Frequently Asked Questions¶
What was the motivation for developing Datapad?
Datapad was created to build succinct, and concise exploratory data analysis pipelines.
In what scenarios or when should I use Datapad?
Datapad is most often used in data science workflows to load, clean, manipulate, and explore data before training models.
What other related projects are there?
How does this project compare to Spark?
Spark is a fantastic library, and many of the concepts in Datapad such as lazy evaluation are similar to Spark’s design. However, because Spark is written for a JVM based system, using Spark for simple, local data processing can be overkill.

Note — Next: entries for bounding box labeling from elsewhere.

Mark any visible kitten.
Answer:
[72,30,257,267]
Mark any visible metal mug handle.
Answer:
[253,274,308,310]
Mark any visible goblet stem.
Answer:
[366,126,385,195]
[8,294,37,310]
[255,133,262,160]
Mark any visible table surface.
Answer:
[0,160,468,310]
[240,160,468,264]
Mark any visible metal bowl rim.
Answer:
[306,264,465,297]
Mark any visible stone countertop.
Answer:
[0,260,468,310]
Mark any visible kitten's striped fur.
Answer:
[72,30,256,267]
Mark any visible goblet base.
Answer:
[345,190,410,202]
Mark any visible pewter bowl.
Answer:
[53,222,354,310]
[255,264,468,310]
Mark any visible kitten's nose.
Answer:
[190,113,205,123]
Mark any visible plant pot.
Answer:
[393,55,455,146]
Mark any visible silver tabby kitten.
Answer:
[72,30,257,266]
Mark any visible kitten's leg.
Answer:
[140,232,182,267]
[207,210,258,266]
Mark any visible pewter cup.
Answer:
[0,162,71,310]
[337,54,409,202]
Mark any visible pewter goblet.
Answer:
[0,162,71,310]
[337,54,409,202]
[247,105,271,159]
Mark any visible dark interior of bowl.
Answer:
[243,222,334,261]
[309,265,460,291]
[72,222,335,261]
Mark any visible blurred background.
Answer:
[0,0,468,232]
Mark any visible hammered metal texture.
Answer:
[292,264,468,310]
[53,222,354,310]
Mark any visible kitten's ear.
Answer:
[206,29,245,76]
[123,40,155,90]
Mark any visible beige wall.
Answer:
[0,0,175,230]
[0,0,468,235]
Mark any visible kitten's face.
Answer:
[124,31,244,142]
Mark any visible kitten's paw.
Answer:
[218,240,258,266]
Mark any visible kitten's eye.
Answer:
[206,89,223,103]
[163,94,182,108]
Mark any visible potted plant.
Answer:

Datapad is written in pure python and can be used with minimal dependencies.
How does this project compare to Pandas?
The Pandas library is a popular framework for adhoc data processing. Many of the concepts in the Pandas framework revovle around the “Dataframe” object which is well suited for indexed tabular data.
In contrast Datapad focuses on Sequences or streams of data which may or may not fit into the tabular data paradigm. While subtle, this fact enables us to design an powerful & composable API that focuses more on the simple primitives of mapping functions over potentially infinite streams data.

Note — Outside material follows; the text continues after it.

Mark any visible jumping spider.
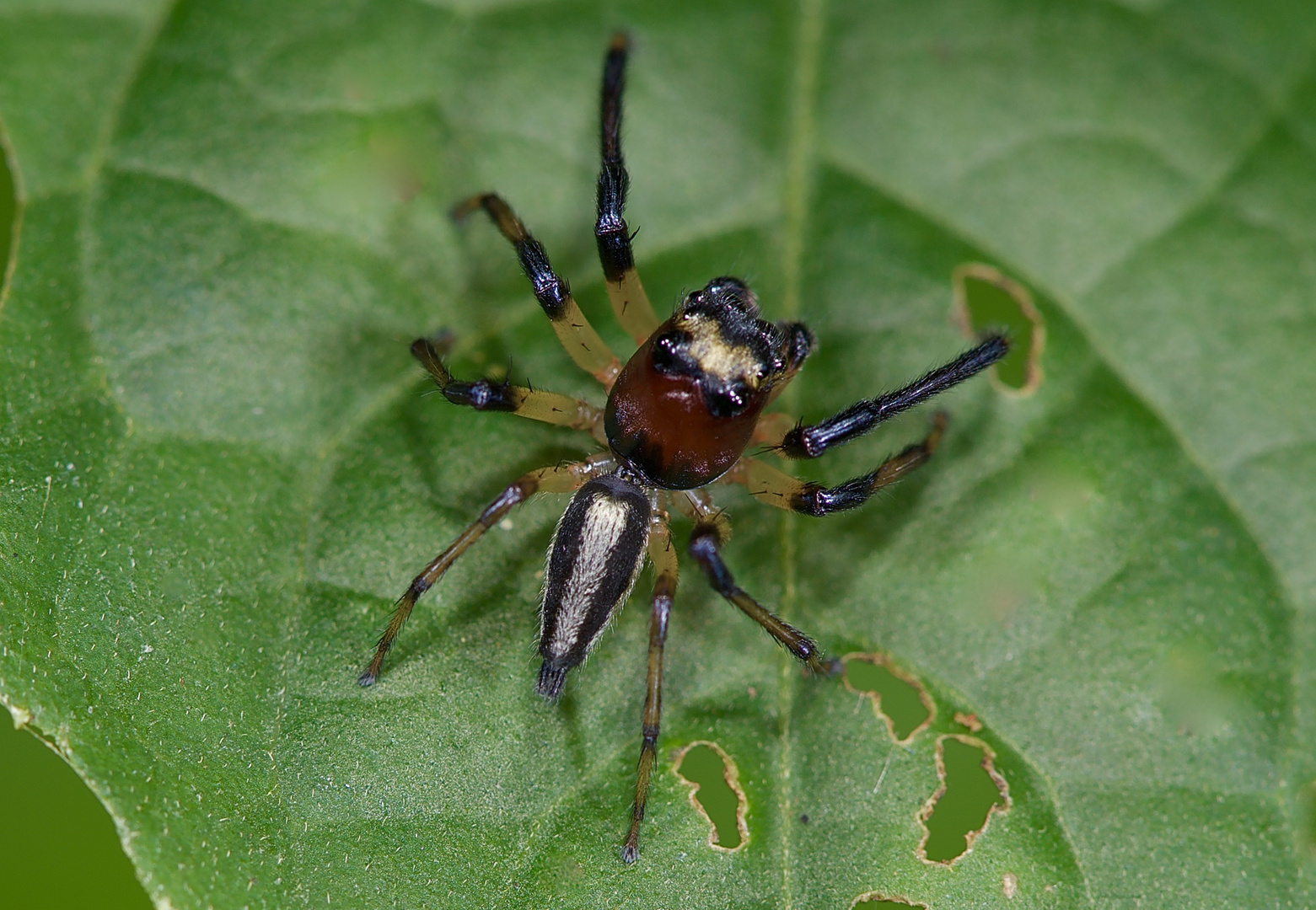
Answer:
[359,35,1009,863]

In our opinion, this central design pattern requires less mental overhead for interacting with your data (although it can be slower in some instances).
How does this project compare to tensorflow.data.Dataset?
There’s no shame in saying that tensorflow datasets was very influential in building this library. The main difference is that tf.data.Dataset functions are executed within a graph runtime and is heavily tied to tensorflow infrastructure.
Furthermore, because of the graph & tensor abstractions that tensorflow requires, tf.data.Datasets is less convenient to use for a variety of data sequences with more dynamic types.
Datapad is a standalone library for data processing, while in comparison Tensorflow Dataset is heavily integrated with the tensorflow ecosystem and less suitable for use in standalone projects.